Dr Joshi’s proposals on the fees have been justified on the ground that lower fees are supposedly a recommendation of the U.R. Rao committee. But P.V. Indiresan, a former director of IIT, Madras, and a member of the Rao committee, has debunked Dr Joshi’s thesis in a newspaper article.Teaching a student at an IIT costs Rs 2 lakh annually, says Dr Indiresan, while smaller colleges manage to keep this down to Rs 50,000, given that they have lesser facilities and smaller faculty.
If you assume Rs 100,000 as the average annual cost of an engineering degree, and don’t allow any college to charge more than Rs 6,000, that’s an annual shortfall of over Rs 3,500 crore, given that around 380,000 students enrol for engineering degrees each year. If the government is to make up this shortfall, then it is a huge hole in the Budget.

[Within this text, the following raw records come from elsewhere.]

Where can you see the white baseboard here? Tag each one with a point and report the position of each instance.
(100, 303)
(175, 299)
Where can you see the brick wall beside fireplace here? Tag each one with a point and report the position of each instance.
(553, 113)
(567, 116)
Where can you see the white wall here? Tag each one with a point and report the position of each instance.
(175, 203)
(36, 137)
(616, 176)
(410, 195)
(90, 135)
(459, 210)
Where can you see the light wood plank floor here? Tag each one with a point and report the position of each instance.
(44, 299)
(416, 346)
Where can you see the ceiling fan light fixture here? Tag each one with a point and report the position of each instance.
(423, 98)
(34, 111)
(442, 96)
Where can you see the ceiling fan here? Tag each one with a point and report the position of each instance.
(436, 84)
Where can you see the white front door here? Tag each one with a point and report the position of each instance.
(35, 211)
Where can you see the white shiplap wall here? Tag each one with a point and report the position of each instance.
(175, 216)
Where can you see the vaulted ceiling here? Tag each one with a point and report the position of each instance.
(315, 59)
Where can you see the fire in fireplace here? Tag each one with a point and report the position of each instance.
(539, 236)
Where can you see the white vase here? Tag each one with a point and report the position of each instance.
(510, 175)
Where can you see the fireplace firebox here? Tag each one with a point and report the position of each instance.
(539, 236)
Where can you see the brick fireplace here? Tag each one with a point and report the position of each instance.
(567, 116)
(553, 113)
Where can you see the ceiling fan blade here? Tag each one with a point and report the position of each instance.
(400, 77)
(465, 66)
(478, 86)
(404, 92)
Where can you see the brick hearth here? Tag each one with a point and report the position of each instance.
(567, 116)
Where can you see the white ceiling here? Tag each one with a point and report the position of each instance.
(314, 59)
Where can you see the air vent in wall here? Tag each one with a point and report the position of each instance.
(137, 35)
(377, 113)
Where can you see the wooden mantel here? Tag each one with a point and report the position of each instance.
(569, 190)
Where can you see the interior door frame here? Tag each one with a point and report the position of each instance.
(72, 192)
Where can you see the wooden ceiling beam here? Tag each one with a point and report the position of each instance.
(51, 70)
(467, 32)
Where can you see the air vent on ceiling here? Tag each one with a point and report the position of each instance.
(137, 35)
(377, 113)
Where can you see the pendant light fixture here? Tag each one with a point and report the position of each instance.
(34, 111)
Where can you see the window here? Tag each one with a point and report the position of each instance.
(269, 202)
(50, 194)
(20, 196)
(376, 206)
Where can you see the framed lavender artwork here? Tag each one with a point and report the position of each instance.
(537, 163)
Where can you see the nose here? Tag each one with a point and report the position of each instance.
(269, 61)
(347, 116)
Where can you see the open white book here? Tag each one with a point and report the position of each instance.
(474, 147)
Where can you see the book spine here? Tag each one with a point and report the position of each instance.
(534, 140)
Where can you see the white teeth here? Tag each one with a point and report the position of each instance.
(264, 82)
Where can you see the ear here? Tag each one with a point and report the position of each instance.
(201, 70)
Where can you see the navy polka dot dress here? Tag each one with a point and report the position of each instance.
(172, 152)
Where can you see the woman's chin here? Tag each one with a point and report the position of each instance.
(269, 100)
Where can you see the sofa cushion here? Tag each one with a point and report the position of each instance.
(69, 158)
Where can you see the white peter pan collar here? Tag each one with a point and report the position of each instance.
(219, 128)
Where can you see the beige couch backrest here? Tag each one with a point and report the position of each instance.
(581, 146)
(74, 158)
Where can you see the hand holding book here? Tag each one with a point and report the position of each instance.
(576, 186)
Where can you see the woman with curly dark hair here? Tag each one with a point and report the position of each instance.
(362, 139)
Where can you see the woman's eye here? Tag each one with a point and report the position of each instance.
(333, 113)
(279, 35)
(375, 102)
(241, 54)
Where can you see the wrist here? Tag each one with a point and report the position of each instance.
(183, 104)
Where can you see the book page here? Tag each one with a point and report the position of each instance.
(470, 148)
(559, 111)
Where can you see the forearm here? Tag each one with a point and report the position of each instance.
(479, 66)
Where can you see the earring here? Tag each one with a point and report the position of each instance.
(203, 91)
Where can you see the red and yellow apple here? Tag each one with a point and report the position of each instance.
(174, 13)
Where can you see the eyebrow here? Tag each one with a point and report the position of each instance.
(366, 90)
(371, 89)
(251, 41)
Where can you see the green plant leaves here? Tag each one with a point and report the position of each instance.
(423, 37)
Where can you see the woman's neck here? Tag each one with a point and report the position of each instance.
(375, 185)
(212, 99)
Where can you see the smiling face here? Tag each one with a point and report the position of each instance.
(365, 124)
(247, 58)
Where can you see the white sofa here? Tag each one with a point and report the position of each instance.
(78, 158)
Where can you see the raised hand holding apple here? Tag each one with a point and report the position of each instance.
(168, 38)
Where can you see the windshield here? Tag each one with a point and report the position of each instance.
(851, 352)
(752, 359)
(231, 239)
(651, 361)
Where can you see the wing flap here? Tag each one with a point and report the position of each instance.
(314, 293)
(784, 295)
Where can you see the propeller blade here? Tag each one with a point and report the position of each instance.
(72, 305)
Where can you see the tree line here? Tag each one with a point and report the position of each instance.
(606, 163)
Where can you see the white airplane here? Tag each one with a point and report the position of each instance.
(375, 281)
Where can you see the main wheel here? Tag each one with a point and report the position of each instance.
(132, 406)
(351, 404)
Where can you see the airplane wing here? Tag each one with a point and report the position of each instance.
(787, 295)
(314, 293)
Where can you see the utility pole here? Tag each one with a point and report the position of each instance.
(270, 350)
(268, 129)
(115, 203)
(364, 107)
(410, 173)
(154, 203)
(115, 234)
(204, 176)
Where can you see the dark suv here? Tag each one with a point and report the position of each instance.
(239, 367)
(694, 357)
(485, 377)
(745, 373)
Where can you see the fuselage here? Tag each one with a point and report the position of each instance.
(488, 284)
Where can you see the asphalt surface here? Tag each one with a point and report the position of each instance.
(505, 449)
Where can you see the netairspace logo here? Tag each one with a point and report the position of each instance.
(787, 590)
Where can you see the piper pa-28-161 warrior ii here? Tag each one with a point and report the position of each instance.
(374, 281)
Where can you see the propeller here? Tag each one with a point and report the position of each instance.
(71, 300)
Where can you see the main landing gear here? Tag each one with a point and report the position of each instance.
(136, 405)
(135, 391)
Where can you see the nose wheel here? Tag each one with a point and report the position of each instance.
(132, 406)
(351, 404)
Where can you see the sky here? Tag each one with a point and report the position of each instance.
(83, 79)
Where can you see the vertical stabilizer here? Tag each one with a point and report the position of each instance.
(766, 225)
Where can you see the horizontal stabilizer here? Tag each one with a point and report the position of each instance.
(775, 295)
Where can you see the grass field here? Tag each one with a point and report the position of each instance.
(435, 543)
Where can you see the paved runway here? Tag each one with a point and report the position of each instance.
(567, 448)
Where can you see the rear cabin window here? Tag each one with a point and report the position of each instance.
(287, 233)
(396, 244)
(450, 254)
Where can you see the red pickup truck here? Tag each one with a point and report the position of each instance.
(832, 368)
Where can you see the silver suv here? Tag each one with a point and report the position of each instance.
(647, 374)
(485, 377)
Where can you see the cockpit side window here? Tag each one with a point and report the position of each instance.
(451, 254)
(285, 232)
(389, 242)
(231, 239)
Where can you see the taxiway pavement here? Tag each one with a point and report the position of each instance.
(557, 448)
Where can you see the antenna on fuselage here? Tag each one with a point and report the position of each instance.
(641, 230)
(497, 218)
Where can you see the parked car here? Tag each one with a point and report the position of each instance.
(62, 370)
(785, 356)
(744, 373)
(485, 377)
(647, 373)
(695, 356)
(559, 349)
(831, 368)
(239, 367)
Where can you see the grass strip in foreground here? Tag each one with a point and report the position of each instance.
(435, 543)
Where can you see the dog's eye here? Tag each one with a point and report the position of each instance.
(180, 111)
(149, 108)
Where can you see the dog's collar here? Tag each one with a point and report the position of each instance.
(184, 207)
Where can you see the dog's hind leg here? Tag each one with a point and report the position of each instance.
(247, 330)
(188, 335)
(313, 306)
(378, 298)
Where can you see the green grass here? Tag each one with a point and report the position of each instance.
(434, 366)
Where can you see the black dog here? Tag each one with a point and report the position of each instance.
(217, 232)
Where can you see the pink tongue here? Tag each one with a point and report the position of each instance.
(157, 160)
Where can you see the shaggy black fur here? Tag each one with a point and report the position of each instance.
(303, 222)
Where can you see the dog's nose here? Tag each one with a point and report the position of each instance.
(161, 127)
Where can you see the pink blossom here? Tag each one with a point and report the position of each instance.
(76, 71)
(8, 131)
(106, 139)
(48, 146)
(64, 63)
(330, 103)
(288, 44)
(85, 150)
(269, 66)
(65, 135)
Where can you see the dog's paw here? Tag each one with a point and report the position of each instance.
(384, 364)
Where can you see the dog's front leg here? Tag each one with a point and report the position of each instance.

Another Rs 500 crore can be added on account of the proposals on management schools. For, on average, the fees are Rs 60,000 a year (the IIMs charge Rs 1.5 lakh, which Dr Joshi wants reduced to Rs 20,000). India produces nearly a lakh MBAs each year, and so the shortfall that will have to be made up by the government is around Rs 400-500 crore.
While Dr Joshi’s objective, presumably, is the laudable one of making top class education accessible to those who cannot afford it, there are cheaper ways to do this. One is a scholarship for economically weak students who qualify through the merit-tests at the IIMs/IITs, instead of giving a huge subsidy to everyone. But then these institutes would remain as autonomous as they are today!.
As it happens, Rs 4,000 crore a year towards the ‘control-IIM/IIT’ programme is just a fourth lower than the central budget for elementary education and literacy (Rs 4,904 crore), or the one for secondary and higher education (of the Rs 4,956 crore allocation, just Rs 664 crore are for IITs/IIMs currently).
Is more money being funnelled into higher education at the cost of primary education?